Abstract

Novel Anticancer Therapies Based on Interference with Uptake and Intracellular Distribution of Extracellular Vesicles in Recipient Cells

Aurelio Lorico, Professor of Pathology, Touro University Nevada School of Medicine

The intercellular communication mediated by extracellular vesicles (EVs) plays an important role in tumor progression. In particular, cancer cell-derived EVs participate in the transformation of tumor microenvironment. Interfering with the mechanisms regulating this cellular process might find therapeutic application particularly in oncology. Here, two potentially therapeutic strategies based on interference with EV uptake and intracellular distribution will be presented. The first is based on our recent finding that silencing tetraspanin CD9 both in EVs and recipient cells strongly decreased the uptake of EVs. Analogously, monovalent Fab fragments derived from 5H9 anti-CD9 monoclonal antibody (referred hereafter as CD9 Fab) partially blocked uptake of melanoma EVs in recipient cells. To monitor the intracellular transport of proteins, we used fluorescent EVs containing CD9-green fluorescent protein fusion protein and various melanoma cell lines and bone marrow-derived mesenchymal stromal cells as recipient cells. CD9 Fab considerably reduced EV uptake in all examined cells. In contrast, the divalent CD9 antibody stimulated both events. The second strategy is based on our previous report of a new intracellular pathway where a fraction of endocytosed EV-associated proteins and nucleic acids is transported into the nucleoplasm of the host cell via a subpopulation of late endosomes penetrating into nucleoplasmic reticulum.
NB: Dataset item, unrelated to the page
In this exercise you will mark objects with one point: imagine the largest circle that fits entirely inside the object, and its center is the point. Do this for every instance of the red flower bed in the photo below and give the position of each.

A tripartite protein complex, containing the endoplasmic reticulum-localized protein VAP-A, the cytoplasmic oxysterol-binding protein ORP3 and late endosome-associated small GTPase Rab7 orchestrates the specific localization of late endosomes into nucleoplasmic reticulum. Silencing of VAP-A or ORP3 abrogated the association of late endosomes with nuclear envelope invaginations and the transport of endocytosed EV-derived components to the nucleoplasm of recipient cells. We now report that silencing of ORP3 or VAP-A, but not its homologue VAP-B, reverses the pro-metastatic changes induced by EVs isolated from highly metastatic cells on their non-metastatic counterpart. By impeding intercellular communication in the tumor microenvironment. CD9 Fab-mediated inhibition of EV uptake or inhibition of the EV nuclear pathway, combined with direct targeting of cancerous cells, could lead to the development of novel anti-cancer therapeutic strategies.